The V&A seminar, an invitation to speak on the BBC’s iconic radio programme Woman’s Hour, and a new commision from the King’s Singers have all given life an added spice just in time for Christmas. That is excluding the daywear pieces I have had to see through for my regular clients.
I don’t know why, but there appears to be a resurgence in the orders for daydresses amongst my clients. This one will be sent off to Amsterdam in the next couple of days.
It makes a change from the 2-pc jacket with trousers or skirt, maybe due to the use of the dress as an alternative to stretch the wardrobe.
The lure of the daydress is its practicality. It can be as versatile as a suit, and its sense of tailored femininity gives a figure enhancing simplicity.
I see the advantage in its flexibility;
can be worn from day to evening
is easily accommodated and accessorised with staple garments
comfortable, with less fit and constriction at the waist
with colour and detail it can enhance proportions
It has an inbuilt convenience too when it comes to travelling; much easier to pack than a suit.
And there are many variations;
Shirtwaist, a dress with a bodice (waist) like a tailored shirt and an attached straight or full skirt
Sheath, a fitted, often sleeveless dress, often without a waistseam(1960s)
Shift, a straight dress with no waist shaping or seam (1960s)
Jumper dress (American English) or Pinafore dress (British English) is a sleeveless dress intended to be worn over a layering top or blouse. Jumper dresses exist for both summer and winter wear.
Sundress is an informal sleeveless dress of any shape in a lightweight fabric, for summer wear.

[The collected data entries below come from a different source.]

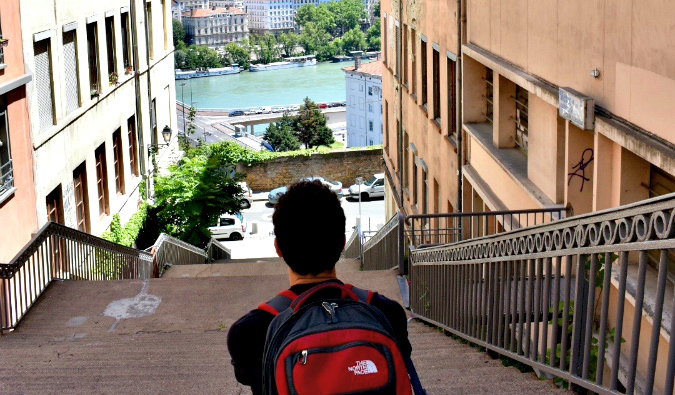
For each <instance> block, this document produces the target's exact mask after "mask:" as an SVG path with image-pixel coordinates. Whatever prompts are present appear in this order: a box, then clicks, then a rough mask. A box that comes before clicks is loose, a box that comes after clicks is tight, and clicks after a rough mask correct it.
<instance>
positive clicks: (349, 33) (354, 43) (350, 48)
mask: <svg viewBox="0 0 675 395" xmlns="http://www.w3.org/2000/svg"><path fill="white" fill-rule="evenodd" d="M367 47H368V43H367V42H366V35H365V34H363V32H362V31H361V29H359V28H357V27H355V28H353V29H352V30H350V31H348V32H347V33H345V35H344V36H342V48H343V49H344V50H345V52H349V51H363V50H365V49H366V48H367Z"/></svg>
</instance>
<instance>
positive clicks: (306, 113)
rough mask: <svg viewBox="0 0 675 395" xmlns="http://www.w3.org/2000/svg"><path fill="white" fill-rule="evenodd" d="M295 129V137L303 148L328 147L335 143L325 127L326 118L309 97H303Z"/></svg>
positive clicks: (322, 113) (320, 110)
mask: <svg viewBox="0 0 675 395" xmlns="http://www.w3.org/2000/svg"><path fill="white" fill-rule="evenodd" d="M295 128H296V129H295V135H296V136H297V137H298V140H300V142H301V143H302V144H304V145H305V148H314V147H318V146H320V145H325V146H330V145H331V144H333V143H334V142H335V139H334V138H333V132H332V131H331V130H330V129H329V128H328V126H326V116H325V115H324V114H323V113H322V112H321V110H319V107H318V106H317V105H316V103H314V102H313V101H312V100H310V99H309V97H305V100H304V103H303V104H302V105H301V106H300V111H298V115H297V122H296V126H295Z"/></svg>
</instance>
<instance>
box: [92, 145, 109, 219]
mask: <svg viewBox="0 0 675 395" xmlns="http://www.w3.org/2000/svg"><path fill="white" fill-rule="evenodd" d="M94 156H95V157H96V190H97V192H98V212H99V215H100V216H101V217H104V216H106V215H108V214H110V202H108V168H107V166H106V163H105V143H104V144H101V145H100V146H99V147H98V148H97V149H96V151H94Z"/></svg>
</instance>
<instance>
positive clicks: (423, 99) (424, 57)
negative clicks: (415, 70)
mask: <svg viewBox="0 0 675 395" xmlns="http://www.w3.org/2000/svg"><path fill="white" fill-rule="evenodd" d="M420 50H421V51H422V53H421V55H422V106H423V107H424V109H425V110H426V108H427V42H426V41H424V40H422V42H421V44H420Z"/></svg>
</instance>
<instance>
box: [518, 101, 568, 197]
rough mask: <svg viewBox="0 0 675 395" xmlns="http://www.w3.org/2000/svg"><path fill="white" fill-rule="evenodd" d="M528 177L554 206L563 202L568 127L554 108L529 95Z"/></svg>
mask: <svg viewBox="0 0 675 395" xmlns="http://www.w3.org/2000/svg"><path fill="white" fill-rule="evenodd" d="M528 103H529V110H528V115H529V119H528V126H529V131H530V133H529V135H528V137H529V144H528V147H529V148H528V154H527V176H528V178H529V179H530V181H532V182H533V183H534V185H536V186H537V187H538V188H539V189H541V191H542V192H544V193H545V194H546V196H548V197H549V199H551V200H552V201H554V202H555V203H562V202H563V192H564V184H563V180H564V178H565V177H564V175H563V173H564V171H565V168H564V167H565V124H564V122H563V120H562V119H561V118H559V117H558V111H557V109H556V108H555V107H553V106H551V105H549V104H547V103H546V102H544V101H543V100H541V99H539V98H538V97H537V96H536V95H533V94H532V93H530V94H529V95H528Z"/></svg>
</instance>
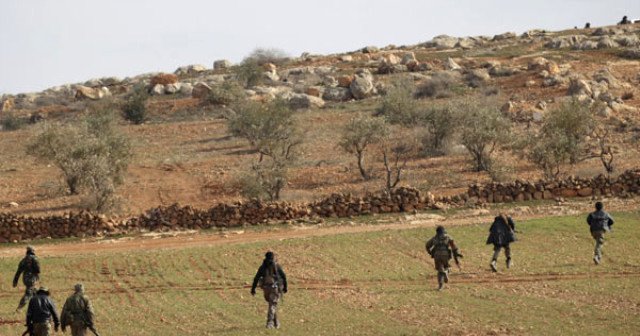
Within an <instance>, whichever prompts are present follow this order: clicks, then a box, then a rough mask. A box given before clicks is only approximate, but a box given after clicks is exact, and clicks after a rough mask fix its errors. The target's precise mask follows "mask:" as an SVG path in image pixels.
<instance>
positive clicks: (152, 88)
mask: <svg viewBox="0 0 640 336" xmlns="http://www.w3.org/2000/svg"><path fill="white" fill-rule="evenodd" d="M149 94H150V95H152V96H161V95H163V94H164V84H156V85H154V86H153V87H151V90H150V91H149Z"/></svg>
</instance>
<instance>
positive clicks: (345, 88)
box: [322, 87, 353, 102]
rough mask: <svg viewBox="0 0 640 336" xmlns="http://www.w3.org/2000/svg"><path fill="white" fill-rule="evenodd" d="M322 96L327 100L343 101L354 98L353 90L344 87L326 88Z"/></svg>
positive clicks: (340, 101) (325, 88) (330, 100)
mask: <svg viewBox="0 0 640 336" xmlns="http://www.w3.org/2000/svg"><path fill="white" fill-rule="evenodd" d="M322 98H323V99H324V100H326V101H332V102H343V101H347V100H350V99H351V98H353V96H352V95H351V91H350V90H349V89H347V88H344V87H328V88H325V90H324V93H323V94H322Z"/></svg>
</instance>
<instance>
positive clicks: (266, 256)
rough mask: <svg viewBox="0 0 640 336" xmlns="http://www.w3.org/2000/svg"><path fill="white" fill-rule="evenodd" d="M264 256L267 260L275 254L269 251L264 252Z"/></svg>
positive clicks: (271, 257) (274, 255) (273, 257)
mask: <svg viewBox="0 0 640 336" xmlns="http://www.w3.org/2000/svg"><path fill="white" fill-rule="evenodd" d="M264 258H265V259H267V260H273V259H274V258H275V255H274V254H273V252H271V251H269V252H267V253H265V254H264Z"/></svg>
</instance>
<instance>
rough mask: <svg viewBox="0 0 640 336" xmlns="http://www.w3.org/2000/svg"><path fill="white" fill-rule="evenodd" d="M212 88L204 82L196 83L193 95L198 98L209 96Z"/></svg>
mask: <svg viewBox="0 0 640 336" xmlns="http://www.w3.org/2000/svg"><path fill="white" fill-rule="evenodd" d="M211 91H212V89H211V87H210V86H209V85H207V84H206V83H203V82H199V83H196V85H194V86H193V89H192V90H191V97H193V98H196V99H204V98H206V97H208V96H209V94H210V93H211Z"/></svg>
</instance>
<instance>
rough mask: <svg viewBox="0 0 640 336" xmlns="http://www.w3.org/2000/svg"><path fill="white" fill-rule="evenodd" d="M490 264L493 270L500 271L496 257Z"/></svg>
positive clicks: (494, 271)
mask: <svg viewBox="0 0 640 336" xmlns="http://www.w3.org/2000/svg"><path fill="white" fill-rule="evenodd" d="M490 266H491V270H492V271H493V272H497V271H498V266H497V260H495V259H493V260H491V264H490Z"/></svg>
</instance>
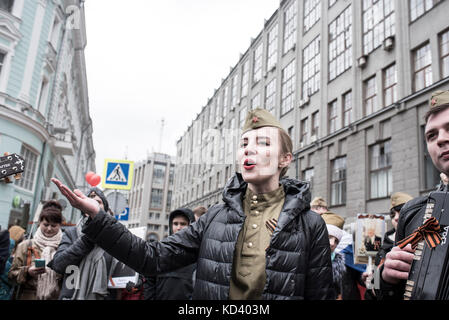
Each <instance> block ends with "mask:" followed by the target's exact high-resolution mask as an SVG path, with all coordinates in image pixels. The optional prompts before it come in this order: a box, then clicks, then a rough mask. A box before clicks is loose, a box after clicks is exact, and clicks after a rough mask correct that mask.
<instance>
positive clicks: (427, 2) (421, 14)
mask: <svg viewBox="0 0 449 320" xmlns="http://www.w3.org/2000/svg"><path fill="white" fill-rule="evenodd" d="M438 2H440V0H410V20H411V21H415V20H416V19H418V18H419V17H420V16H422V15H423V14H424V13H426V12H427V11H429V10H430V9H432V8H433V7H434V6H435V5H436V4H437V3H438Z"/></svg>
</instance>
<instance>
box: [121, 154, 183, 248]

Tent, a dress flared from above the bust, sometimes with a yoke (1960s, renewed popularity after 2005)
Maxi dress, a long, formfitting, floor or ankle length dress.
Wrap dress, a dress with a front closure formed by wrapping one side across the other and knotting the attached ties on the side, or fastening buttons. This forms a V-shaped neckline and hugs a woman’s curves. A faux wrap dress resembles this design, except that it comes already fastened together with no opening in front, but instead is slipped on over the head. (1970s; renewed popularity from late 1990s)
Here is something with a wholly different sense of ‘attitude’ which was commissioned from me during my time at Hardy Amies.
I feel that a tailored daydress is a very good start when planning a wardrobe, and also a welcome addition to a set of staple garments already in place.